Brasil entra no grupo que pede ambição
Coalizão por acordo ambicioso tem mais de 130 países, com interesses diferentes. Principal objetivo é mensagem política de esforço para alcançar um bom tratado de clima
CÍNTYA FEITOSA
CLAUDIO ANGELO
DO OC, EM PARIS
A um dia do término da conferência de clima das Nações Unidas, o Brasil anunciou nesta sexta-feira a sua adesão à “Coalizão de Alta Ambição” da COP21. A iniciativa, que reúne mais de 100 países, é puxada pelas Ilhas Marshall, uma das pequenas nações insulares do Pacífico, e tem membros como Estados Unidos e União Europeia. O objetivo é político: manifestar o compromisso de trabalhar para o melhor acordo em Paris. Países como Venezuela e China, com a fama de travar pontos importantes da negociação, não aderiram.
Na noite de quinta-feira não havia qualquer sinalização da entrada do Brasil na coalizão – um membro da delegação brasileira comentou que o país não havia sido convidado. “Não é uma iniciativa para pressionar as negociações, é uma iniciativa independente”, disse a ministra Izabella Teixeira (Meio Ambiente) hoje. “Aderimos porque nos chamaram, e nós e as Ilhas Marshall temos as únicas INDCs [metas nacionais] absolutas e para toda a economia”, desconversou.
Apesar de a ministra ter minimizado o fato, a adesão do Brasil foi anunciada com pompa e circunstância pela coalizão: afinal, trata-se do primeiro país do grupo BASIC (que inclui os gigantes do mundo em desenvolvimento) a aderir. A entrada do país foi anunciada na entrevista coletiva mais concorrida do último dia “oficial” de COP, que contou com a presença da chanceler da Alemanha, Barbara Hendricks, e da ministra do Meio Ambiente da Noruega, Tine Sundtoft.
“É uma demonstração de boa vontade, e especialmente interessante considerando que o Brasil costuma ficar de fora de alianças desse tipo”, disse Carlos Rittl, secretário-executivo do Observatório do Clima. Um dos exemplos usados pelo ambientalista é a Declaração de Florestas em Nova York, no ano passado. “Entre boa vontade e ação, porém, vai uma distância”, completou, citando o planejamento do Brasil em investir em combustíveis fósseis na próxima década.
A principal mensagem da adesão ao grupo é que o Brasil apoia, ou ao menos não é contra, a meta de longo prazo de reduzir emissões de forma a limitar o aquecimento do planeta em 1,5 grau Celsius em relação ao período pré-industrial, principal ponto de convergência da coalizão. “O problema que alguns países têm com esse tema é que, se esta não é a única trajetória, por que isso deve ser mencionado no acordo?”, disse o ex-chanceler brasileiro Luiz Figueiredo.

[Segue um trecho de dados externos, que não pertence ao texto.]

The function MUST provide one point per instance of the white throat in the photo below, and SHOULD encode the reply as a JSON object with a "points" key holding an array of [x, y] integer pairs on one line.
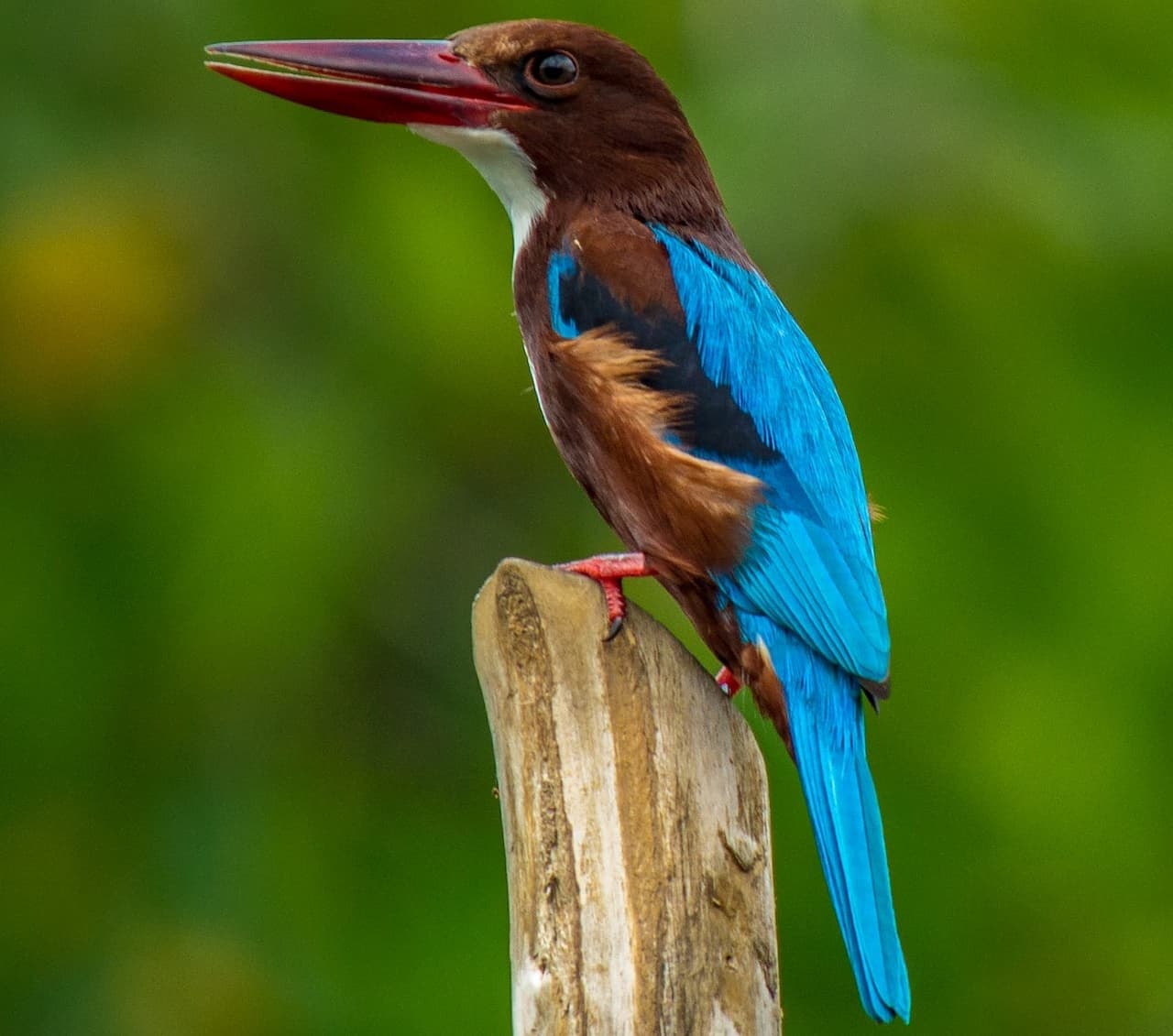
{"points": [[507, 169]]}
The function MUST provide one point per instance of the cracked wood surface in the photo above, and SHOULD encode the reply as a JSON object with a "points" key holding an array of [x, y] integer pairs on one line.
{"points": [[636, 818]]}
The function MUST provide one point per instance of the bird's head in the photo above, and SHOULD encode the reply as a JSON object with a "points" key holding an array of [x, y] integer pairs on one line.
{"points": [[544, 109]]}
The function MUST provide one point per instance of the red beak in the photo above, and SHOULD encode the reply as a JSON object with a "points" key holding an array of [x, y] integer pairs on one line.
{"points": [[403, 81]]}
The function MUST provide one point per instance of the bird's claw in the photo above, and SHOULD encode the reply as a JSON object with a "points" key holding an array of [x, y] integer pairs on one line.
{"points": [[608, 571], [728, 682]]}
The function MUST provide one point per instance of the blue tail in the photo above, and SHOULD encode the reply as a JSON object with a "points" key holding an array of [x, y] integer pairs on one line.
{"points": [[826, 713]]}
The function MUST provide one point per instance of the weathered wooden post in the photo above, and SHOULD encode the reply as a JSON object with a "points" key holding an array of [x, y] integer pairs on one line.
{"points": [[636, 821]]}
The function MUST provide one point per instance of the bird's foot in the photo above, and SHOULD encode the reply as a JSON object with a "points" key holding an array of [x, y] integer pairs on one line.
{"points": [[608, 571], [728, 682]]}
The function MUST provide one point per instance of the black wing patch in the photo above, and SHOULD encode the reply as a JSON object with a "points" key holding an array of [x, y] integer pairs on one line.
{"points": [[713, 423]]}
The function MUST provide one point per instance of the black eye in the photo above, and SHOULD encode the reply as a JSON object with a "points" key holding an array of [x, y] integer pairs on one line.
{"points": [[552, 70]]}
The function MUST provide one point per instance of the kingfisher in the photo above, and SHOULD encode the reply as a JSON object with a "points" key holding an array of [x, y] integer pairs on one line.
{"points": [[681, 393]]}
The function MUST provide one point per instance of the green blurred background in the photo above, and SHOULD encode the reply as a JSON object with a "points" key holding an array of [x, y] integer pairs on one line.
{"points": [[265, 426]]}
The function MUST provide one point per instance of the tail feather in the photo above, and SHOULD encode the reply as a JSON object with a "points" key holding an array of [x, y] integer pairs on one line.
{"points": [[826, 715]]}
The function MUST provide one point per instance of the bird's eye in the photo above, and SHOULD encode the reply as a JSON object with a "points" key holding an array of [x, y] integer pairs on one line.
{"points": [[550, 71]]}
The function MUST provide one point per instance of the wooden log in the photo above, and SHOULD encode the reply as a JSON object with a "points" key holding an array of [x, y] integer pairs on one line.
{"points": [[636, 818]]}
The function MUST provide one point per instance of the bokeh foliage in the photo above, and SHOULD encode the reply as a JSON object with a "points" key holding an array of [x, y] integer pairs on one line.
{"points": [[265, 428]]}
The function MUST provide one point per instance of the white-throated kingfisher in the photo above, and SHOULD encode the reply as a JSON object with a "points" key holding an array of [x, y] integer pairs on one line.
{"points": [[681, 393]]}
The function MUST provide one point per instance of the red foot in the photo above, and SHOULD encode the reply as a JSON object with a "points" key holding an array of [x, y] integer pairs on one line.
{"points": [[728, 682], [608, 571]]}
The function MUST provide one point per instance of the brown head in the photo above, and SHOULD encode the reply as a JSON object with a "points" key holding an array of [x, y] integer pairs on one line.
{"points": [[544, 109]]}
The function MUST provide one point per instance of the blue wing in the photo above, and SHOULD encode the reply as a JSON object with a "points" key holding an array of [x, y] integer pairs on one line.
{"points": [[762, 403]]}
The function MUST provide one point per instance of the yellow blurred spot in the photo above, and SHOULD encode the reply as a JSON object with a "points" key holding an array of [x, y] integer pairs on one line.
{"points": [[89, 285]]}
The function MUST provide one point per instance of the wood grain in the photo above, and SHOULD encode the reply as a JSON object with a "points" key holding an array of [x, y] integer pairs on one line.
{"points": [[636, 818]]}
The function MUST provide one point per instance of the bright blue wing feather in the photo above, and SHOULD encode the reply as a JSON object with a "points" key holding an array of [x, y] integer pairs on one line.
{"points": [[811, 564]]}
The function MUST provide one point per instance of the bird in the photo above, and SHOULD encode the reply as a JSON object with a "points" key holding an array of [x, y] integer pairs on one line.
{"points": [[681, 393]]}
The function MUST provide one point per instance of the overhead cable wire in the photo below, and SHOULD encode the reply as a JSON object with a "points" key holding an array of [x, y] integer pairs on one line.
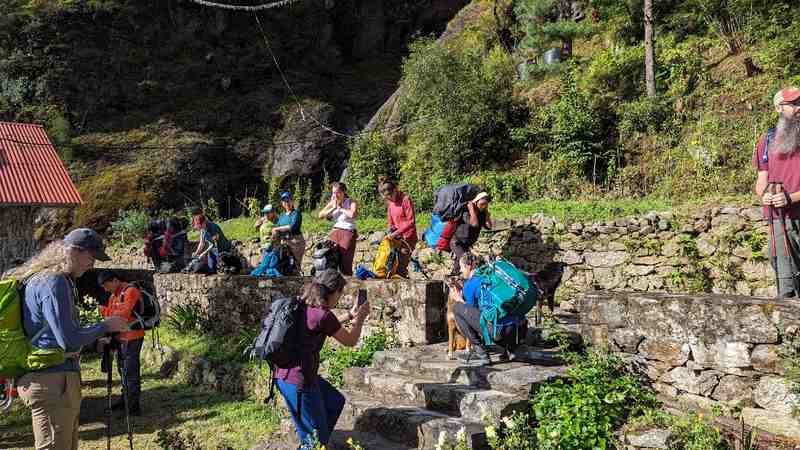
{"points": [[253, 8]]}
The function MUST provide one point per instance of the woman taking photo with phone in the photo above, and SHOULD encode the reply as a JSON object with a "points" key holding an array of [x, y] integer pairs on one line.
{"points": [[315, 405], [342, 210]]}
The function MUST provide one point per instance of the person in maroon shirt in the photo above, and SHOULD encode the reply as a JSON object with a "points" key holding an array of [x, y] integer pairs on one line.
{"points": [[314, 404], [777, 160], [402, 222]]}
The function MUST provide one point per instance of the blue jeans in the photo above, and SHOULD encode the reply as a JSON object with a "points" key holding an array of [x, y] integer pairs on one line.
{"points": [[320, 407]]}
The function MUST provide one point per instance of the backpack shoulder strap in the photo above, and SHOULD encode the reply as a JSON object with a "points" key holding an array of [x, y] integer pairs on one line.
{"points": [[769, 137]]}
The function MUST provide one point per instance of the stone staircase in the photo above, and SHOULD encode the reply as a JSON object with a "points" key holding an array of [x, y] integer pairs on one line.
{"points": [[409, 396]]}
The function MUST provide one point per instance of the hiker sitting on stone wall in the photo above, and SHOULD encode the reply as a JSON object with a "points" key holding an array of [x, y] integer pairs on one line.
{"points": [[777, 160]]}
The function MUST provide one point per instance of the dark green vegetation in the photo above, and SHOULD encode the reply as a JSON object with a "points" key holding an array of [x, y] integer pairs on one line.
{"points": [[155, 107], [483, 106]]}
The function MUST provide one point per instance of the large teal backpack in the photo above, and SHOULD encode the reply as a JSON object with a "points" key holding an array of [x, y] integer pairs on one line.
{"points": [[505, 291]]}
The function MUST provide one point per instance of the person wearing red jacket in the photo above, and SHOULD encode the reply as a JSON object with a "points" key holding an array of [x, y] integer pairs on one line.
{"points": [[402, 222], [123, 302]]}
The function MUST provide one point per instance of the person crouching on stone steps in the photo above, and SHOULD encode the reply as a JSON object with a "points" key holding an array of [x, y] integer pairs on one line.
{"points": [[123, 302], [475, 219], [289, 229], [466, 310], [777, 160], [402, 222], [53, 393], [315, 405]]}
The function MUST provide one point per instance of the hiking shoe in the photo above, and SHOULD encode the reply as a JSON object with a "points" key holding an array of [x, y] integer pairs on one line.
{"points": [[476, 356]]}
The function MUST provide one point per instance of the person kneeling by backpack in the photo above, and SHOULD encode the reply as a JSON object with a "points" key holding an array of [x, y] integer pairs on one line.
{"points": [[123, 302], [52, 389], [467, 314], [315, 405]]}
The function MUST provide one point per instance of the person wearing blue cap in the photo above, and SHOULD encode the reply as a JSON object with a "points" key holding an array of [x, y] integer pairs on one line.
{"points": [[53, 392], [288, 228]]}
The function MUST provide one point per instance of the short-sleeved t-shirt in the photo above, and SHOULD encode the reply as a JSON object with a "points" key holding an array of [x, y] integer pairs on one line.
{"points": [[321, 323], [781, 167]]}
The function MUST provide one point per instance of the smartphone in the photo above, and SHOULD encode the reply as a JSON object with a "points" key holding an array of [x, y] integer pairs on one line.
{"points": [[362, 296]]}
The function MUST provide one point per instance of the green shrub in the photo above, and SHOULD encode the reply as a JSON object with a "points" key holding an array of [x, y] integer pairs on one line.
{"points": [[371, 157], [130, 226], [463, 102], [583, 409], [338, 358]]}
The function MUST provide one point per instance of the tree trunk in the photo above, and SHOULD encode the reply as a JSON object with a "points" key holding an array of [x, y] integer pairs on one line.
{"points": [[649, 71]]}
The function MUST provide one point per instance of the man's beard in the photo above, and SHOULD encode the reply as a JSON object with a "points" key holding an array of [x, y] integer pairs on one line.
{"points": [[787, 135]]}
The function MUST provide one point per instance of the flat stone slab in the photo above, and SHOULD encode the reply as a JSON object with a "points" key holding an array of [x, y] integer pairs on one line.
{"points": [[408, 425]]}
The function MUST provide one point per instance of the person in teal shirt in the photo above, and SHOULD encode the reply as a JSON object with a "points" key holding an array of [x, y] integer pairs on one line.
{"points": [[289, 228]]}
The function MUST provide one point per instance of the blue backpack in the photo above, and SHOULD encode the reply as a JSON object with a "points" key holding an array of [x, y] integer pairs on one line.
{"points": [[432, 233], [506, 293]]}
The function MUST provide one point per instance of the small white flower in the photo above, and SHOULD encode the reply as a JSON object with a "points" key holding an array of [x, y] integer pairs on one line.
{"points": [[442, 440]]}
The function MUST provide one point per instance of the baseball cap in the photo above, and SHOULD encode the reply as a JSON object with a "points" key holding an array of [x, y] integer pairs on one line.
{"points": [[481, 196], [786, 95], [106, 275], [87, 239], [331, 279]]}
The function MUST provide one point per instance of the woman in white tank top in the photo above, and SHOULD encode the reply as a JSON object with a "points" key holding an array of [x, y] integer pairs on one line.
{"points": [[342, 210]]}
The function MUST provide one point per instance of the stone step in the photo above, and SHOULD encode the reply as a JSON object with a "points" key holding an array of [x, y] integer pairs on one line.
{"points": [[461, 400], [429, 364], [409, 425]]}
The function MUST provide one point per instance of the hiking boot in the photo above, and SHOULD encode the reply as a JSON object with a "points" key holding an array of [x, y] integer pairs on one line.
{"points": [[476, 356]]}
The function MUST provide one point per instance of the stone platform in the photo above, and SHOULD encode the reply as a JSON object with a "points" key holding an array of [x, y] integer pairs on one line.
{"points": [[412, 310], [409, 396]]}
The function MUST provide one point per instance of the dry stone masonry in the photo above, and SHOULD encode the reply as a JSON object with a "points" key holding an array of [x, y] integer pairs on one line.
{"points": [[720, 250], [703, 350]]}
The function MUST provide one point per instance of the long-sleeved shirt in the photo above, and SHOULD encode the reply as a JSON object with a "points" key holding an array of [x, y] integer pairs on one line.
{"points": [[294, 219], [50, 300], [122, 303], [400, 215]]}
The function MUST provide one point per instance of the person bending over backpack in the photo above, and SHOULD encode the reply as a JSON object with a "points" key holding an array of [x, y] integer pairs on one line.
{"points": [[289, 229], [48, 313], [402, 222], [466, 310], [342, 210], [122, 303], [475, 219], [315, 405]]}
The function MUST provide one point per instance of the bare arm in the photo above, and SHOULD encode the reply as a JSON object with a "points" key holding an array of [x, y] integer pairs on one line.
{"points": [[349, 338]]}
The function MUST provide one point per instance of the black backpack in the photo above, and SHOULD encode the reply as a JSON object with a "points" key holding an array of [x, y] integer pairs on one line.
{"points": [[281, 338], [147, 311], [326, 256]]}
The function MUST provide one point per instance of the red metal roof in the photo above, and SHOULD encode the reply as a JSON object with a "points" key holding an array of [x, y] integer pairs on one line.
{"points": [[30, 171]]}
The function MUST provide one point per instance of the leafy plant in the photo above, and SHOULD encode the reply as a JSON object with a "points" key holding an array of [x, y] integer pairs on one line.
{"points": [[186, 317]]}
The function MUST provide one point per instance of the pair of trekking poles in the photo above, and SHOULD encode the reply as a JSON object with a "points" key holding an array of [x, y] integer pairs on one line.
{"points": [[106, 366], [780, 213]]}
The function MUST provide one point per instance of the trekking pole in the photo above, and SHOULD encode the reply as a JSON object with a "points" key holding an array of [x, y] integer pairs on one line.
{"points": [[124, 373], [105, 366]]}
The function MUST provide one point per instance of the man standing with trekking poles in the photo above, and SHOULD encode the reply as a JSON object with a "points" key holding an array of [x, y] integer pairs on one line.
{"points": [[777, 160]]}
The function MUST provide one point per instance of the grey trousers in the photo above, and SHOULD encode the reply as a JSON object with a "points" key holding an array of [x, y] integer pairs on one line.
{"points": [[782, 262]]}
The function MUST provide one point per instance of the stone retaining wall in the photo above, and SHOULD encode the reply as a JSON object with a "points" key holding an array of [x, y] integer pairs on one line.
{"points": [[704, 350], [718, 250], [412, 311]]}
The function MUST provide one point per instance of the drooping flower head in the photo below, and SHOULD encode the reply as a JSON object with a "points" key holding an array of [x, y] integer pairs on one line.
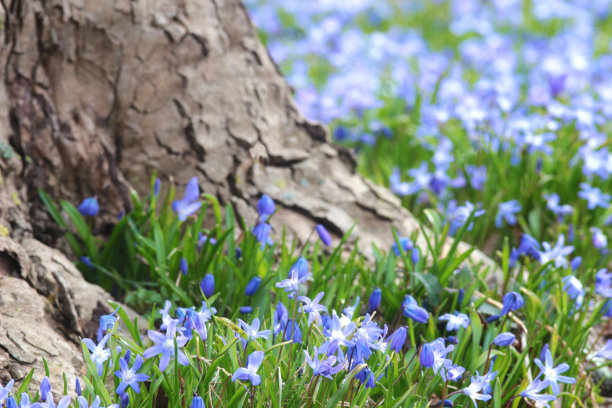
{"points": [[164, 345], [412, 310]]}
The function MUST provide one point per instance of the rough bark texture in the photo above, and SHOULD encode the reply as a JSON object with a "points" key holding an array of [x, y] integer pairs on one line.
{"points": [[96, 95]]}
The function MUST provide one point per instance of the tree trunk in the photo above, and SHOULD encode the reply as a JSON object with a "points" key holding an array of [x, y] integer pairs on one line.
{"points": [[96, 95]]}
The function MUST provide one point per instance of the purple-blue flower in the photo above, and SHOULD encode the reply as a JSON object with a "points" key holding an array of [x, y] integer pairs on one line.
{"points": [[252, 286], [397, 339], [507, 211], [99, 354], [4, 391], [189, 204], [249, 373], [574, 289], [533, 392], [197, 402], [595, 198], [552, 374], [598, 239], [323, 234], [164, 345], [208, 285], [129, 376], [504, 339], [455, 321], [265, 207], [312, 307], [183, 266], [426, 357], [374, 300], [476, 391]]}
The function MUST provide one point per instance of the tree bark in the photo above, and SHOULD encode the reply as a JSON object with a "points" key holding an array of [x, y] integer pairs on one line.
{"points": [[96, 95]]}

O diplomata analisa as projeções do painel de clima das Nações Unidas, que sinalizam que os custos de adaptação em um mundo 2 graus Celsius mais quente seriam mais altos que em um limite menor, de 1,5 grau Celsius. Para Figueiredo, o que importa é que a meta esteja no texto. “Não é um problema para o Brasil [mencionar a meta]. É um problema para outros.”
Liderança do Brasil
Tony deBrum, chefe da delegação das Ilhas Marshall, afirmou que a presença do Brasil no grupo é importante, pela demonstração de ambição do país nas negociações. “Ter o Brasil a bordo é essencial para o nosso sucesso”, disse. DeBrum quer garantir que os diplomatas e ministros voltem para casa “tendo feito o que vieram fazer em Paris”.
O Brasil também foi mencionado pela sociedade civil internacional como uma liderança na última rodada de negociações do acordo de Paris. Segundo a CAN (Climate Action Network), a participação do país foi crucial para resolver impasses nos temas mais complexos, como finanças e diferenciação.
Não há novidades sobre o texto do acordo. No fim do dia, o presidente da COP21, o francês Laurent Fabius, chamou os negociadores a assumirem a responsabilidade de um compromisso em nome do interesse de todos. “É preciso saber terminar uma negociação”, disse.
Além da menção a 1,5 grau Celsius como limite de aquecimento global, a última versão do texto trazia avanços em finanças, estabelecendo que os países ricos devem prover US$ 100 bilhões anuais a partir de 2020 para ações de mitigação e adaptação em países vulneráveis. Ainda havia indefinições sobre revisão das metas e o texto não continha a meta de zerar emissões de carbono.
O documento também indica um convite ao IPCC para formular cenários climáticos para o aquecimento a 1,5ºC em 2018. Atualmente, só existem projeções científicas sobre o aquecimento de 2ºC do planeta em relação ao período pré-industrial.